If you're modifying memory immediately before freeing it (i.e. after the last time you read it), don't you have to be extra super careful to do so in a way that the compiler won't optimize the operation into nothingness? (I don't program in compiled languages very much, so I don't know the details about this.)
The compiler can, and will, make copies of data behind the scenes. And not erase said copies.
What we really need is a keyword / modifier that says that when X passes out of scope no state related to X may be leaked. Ideally, that can be applied to a function / block as well as a variable.
(Or rather, not necessarily no state. Read "as little state as possible", preferably with modifiers that panic unless the compiler can ensure specific things.)
The C standard works at an abstraction level that makes it unsuitable for security applications, I would advocate for a new language here. It needs serious PL research with informarion flow reasoning, what we need is just a new kind of language much more machine aware (yes, more low-level) than C.
On the other hand, something as simple as a keyword marking a variable as "as secure as possible given hardware constraints (read: should wipe any temporary copies and the variable itself after it goes out of scope, should attempt to prevent it from being written to non-volatile storage, that sort of thing)" (sort of like how inline works), with compilers required to bail if the constraint cannot be done to the level specified, would be a massive step in the right direction.
1. memcpy is less safe than memmove and strncpy. strncpy should be used.
2. The two character arrays should use the same constant in defining their length, and that constant should be used both in the struct definitions and here in the copy operation.
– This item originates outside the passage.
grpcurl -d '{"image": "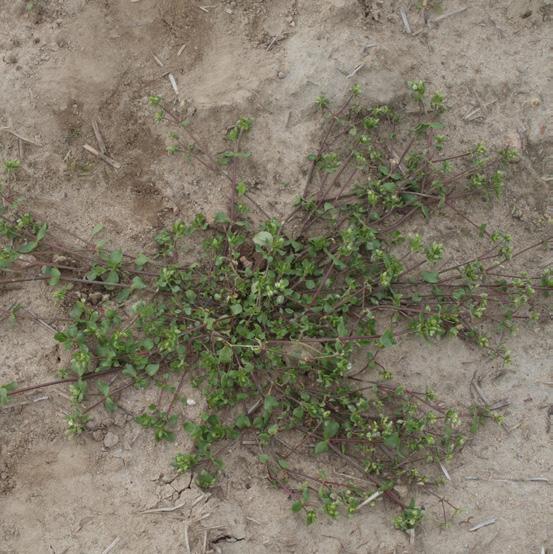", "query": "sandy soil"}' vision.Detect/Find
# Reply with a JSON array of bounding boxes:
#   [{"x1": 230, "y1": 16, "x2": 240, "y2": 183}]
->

3. The code is written in C in spite of it being 2014 at the time.
"Also in his Turing Award lecture, he described how he had incorporated a backdoor security hole in the original UNIX C compiler. To do this, the C compiler recognized when it was recompiling itself and the UNIX login program. When it recompiled itself, it modified the compiler so the compiler backdoor was included. When it recompiled the UNIX login program, the login program would allow Thompson to always be able to log in using a fixed set of credentials."